Vaginal regerenation nasıl yapılır? Klinik değerlendirmesi yapılan dokularda gevşeme yapan ya da normal anatomik yapısını kaybeden alanlar belirlenir.Bu kısımlar uygun girişimle istenilen hale getirilir.
Yöntem öncesi ne gibi hazırlık yapılır?Ön muayenede akıntı enfeksiyon gibi bulgular ya da kabızlık gibi işlem sorası rahatsızlık olabilecek problemler öncelikle çözülür.
Yöntemin zamanlaması nasıl yapılır? Adet döneminin hemen bitimindeki hafta seçilir.Aşırı tempolu günler içeren bir ayda önerilmez.

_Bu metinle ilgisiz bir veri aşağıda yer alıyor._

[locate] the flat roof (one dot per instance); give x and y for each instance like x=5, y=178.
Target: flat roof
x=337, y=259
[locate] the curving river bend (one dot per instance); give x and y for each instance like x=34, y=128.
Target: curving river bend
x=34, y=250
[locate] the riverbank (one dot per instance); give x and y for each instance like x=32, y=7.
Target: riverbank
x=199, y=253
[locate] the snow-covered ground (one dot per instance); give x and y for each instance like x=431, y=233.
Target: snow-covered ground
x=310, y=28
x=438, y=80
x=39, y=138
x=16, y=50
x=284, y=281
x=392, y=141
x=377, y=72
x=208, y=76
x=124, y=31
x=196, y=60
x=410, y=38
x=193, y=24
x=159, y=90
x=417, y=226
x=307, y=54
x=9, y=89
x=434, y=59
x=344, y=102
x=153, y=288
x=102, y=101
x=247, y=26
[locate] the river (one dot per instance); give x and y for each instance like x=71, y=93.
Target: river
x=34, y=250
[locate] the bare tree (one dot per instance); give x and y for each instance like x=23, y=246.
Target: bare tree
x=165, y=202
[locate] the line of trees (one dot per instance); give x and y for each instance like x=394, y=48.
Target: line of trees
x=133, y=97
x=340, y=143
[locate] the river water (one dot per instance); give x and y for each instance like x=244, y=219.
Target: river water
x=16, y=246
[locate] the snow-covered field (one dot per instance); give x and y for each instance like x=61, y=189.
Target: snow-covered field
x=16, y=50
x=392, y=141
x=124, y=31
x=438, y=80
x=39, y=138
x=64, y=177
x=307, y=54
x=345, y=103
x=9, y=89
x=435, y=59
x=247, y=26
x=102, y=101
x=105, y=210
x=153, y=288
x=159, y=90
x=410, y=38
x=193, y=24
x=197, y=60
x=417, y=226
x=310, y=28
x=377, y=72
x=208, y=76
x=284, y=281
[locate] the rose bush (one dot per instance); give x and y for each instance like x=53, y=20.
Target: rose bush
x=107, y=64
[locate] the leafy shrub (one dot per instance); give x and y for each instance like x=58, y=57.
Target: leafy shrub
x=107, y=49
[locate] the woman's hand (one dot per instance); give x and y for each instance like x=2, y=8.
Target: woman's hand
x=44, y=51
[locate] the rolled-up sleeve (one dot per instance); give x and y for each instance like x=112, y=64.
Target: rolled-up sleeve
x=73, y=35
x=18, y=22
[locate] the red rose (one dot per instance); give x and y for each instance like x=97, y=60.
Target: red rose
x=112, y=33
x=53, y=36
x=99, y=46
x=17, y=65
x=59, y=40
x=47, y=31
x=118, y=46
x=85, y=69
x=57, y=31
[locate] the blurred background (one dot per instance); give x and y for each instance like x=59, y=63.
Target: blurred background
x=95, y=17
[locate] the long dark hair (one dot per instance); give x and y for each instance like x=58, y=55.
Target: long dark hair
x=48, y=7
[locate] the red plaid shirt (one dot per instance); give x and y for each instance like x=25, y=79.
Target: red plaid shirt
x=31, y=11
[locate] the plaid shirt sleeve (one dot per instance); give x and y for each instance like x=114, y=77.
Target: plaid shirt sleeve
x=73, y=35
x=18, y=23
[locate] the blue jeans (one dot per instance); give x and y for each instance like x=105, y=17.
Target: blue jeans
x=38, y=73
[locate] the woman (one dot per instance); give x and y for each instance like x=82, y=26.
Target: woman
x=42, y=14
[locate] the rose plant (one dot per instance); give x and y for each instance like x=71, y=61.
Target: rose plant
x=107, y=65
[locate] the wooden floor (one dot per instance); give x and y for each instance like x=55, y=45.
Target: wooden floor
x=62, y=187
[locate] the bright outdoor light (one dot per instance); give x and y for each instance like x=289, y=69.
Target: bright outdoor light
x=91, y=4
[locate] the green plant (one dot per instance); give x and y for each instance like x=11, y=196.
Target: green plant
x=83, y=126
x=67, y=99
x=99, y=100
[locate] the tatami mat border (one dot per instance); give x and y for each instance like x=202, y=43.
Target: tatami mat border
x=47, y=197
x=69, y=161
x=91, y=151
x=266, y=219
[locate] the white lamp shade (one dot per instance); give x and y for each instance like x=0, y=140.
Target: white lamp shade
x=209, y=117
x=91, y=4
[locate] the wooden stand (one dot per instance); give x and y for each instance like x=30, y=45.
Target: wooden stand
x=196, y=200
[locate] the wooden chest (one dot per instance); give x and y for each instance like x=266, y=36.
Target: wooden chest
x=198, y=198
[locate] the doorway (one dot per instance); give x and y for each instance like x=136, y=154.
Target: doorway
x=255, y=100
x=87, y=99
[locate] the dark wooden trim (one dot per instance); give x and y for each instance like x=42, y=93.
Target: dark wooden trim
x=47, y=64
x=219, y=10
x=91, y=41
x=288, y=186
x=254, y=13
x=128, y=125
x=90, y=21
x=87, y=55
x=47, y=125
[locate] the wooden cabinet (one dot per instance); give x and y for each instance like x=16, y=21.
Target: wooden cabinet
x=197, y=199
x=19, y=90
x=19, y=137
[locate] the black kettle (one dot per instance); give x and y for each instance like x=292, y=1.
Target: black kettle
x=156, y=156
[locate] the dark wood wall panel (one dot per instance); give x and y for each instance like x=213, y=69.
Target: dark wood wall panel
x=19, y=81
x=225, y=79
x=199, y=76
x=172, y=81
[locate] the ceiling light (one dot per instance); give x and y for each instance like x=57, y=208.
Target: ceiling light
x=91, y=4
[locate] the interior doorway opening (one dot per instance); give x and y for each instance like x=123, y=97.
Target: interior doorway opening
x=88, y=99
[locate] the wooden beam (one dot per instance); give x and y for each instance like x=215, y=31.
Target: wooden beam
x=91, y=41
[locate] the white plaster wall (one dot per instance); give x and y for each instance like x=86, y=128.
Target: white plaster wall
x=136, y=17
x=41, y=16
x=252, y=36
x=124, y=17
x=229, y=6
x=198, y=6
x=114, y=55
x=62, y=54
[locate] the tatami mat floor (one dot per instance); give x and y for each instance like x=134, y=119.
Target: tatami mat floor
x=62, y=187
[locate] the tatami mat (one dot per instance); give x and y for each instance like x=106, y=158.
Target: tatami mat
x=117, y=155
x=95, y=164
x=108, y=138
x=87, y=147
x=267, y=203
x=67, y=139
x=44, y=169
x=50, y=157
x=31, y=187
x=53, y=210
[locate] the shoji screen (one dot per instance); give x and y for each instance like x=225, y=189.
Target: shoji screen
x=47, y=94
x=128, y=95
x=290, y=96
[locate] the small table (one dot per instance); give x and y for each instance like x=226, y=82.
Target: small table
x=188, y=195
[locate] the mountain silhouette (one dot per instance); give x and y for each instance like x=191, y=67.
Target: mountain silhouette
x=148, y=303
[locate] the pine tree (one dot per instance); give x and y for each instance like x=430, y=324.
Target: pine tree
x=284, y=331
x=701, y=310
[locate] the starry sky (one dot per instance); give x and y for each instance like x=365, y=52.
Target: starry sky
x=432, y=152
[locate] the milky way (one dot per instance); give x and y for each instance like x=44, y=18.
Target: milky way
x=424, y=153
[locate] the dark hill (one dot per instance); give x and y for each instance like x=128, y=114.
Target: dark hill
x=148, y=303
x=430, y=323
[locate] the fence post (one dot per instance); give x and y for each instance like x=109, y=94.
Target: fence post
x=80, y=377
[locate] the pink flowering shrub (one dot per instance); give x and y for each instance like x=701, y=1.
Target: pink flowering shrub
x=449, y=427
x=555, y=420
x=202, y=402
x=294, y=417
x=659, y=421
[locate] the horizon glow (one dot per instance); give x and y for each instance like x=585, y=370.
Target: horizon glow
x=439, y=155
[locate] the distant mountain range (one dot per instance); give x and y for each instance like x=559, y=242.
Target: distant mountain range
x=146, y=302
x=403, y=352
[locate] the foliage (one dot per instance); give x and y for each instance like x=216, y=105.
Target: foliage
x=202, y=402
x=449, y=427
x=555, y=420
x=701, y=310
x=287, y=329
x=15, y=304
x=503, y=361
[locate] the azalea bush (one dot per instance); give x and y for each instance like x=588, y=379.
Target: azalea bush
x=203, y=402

İşlem sonrası istirahat gerekli midir?1 gün evde yatak istirahati,1 hafta ağır kaldırmama ve ıkınmama,1 ay cinsel istirahat önerilir.
Pansuman ve bakım nasıl yapılır?.İşlemden sonra kişi kendi bakımını evinde rahatlıkla yapabilir kişinin dr kontrolü 1 ay sonra yapılır.Yapılan işlemde kullanılan malzeme eriyici nitelikte olduğundan dikiş almayı gerektiren bir durum ortaya çıkarmaz.
Bu işlemin komplikasyonları var mıdır? Kanama ve enfeksiyon her tür girişimde karşılaşılabilecek bir sorun olmakla birlikte işlem sonrası ilaçların düzenli kullanılması ve bakım ve önerilerin aksatılmaması kaydı ile kişilerde bu tarz komplikasyonlar izlenmemektedir.
İşlem sonrası aşırı bir darlık meydana gelip ağrılı ilişkiye yol açar mı? Hayır işlem sırasında her aşamada cerrahi teknik konrtolleri yapılarak böyle bir darlığın oluşmaması sağlanır.
İşlem ne kadar sürer işlemden sonra ne kadar klinikte takibi gerekir? Ortalama olarak 45 dak- 60 dak arasında sürer 1 saat kadar klinikte takip yeterli olmaktadır.
İşlemden ne kadar sonra cinsel yaşam başlar? 1 ay sonra cinsel yaşama izin verilir.
İşlemden sonra ne kadar süre işlemin etkinliği devam eder? İşlemin etkinliği kalıcıdır, ancak vajinal doğum,kilo alma, gibi sebeplerden meydana gelebilecek yeni anatomik değişiklikler de hastanın tekrar kontrol edilmesi uygun olacaktır..
İşlemden sonra doğum yapılabilir mi? Evet ,ancak doğumu yaptıran dr mutlaka bilgilendirmelidir.
İşlem sırasında ağrı olur mu? Bir soğutucu ile bölgenin önce duyarlılığı azaltılır sonra ağrıyı en az hissettirecek türde iğne ile bölgesel ağrıya karşı duyarsızlaştırma yapılır.İşlem gerçekleşirken ağrı hissedilmez.
İşlemden sonra ağrı olur mu? Evet bir miktar ağrı beklenir ancak bu ağrılar basit ağrı kesiciler ile geçiştirilebilir.
İşlem kim tarafından yapılır? İşlem tıbbi cerrahi bir müdahaledir ve her aşaması konu ile ilgili estetik jinekoloji ile ilgili deneyimi olan uzman doktor tarafından yapılması uygundur.
Her isteyene bu işlem yapılabilir mi? Hayır ön değerlendirmede seçilen vakalar dışında uygun olmayan kişilere bu işlem sırf kişi istiyor diye uygulanmaz.
Bu işlem sadece vaginanın daraltılması mıdır? Hayır vajinal darlığa bağlı özellikle ağrılı ilişki problemi olanlarda rahatlatıcı farklı bir uygulama yapılabilir.
Bu işlem yaygın mıdır? Evet, sosyoekonomik düzey ile bu işlem arasında doğru orantı vardır.Kadınların ve eşlerinin çoğu böyle bir girişime ihtiyaç hissetseler de bu konuşulmamakta hatta dr’a bile sormaya çekinilmektedir.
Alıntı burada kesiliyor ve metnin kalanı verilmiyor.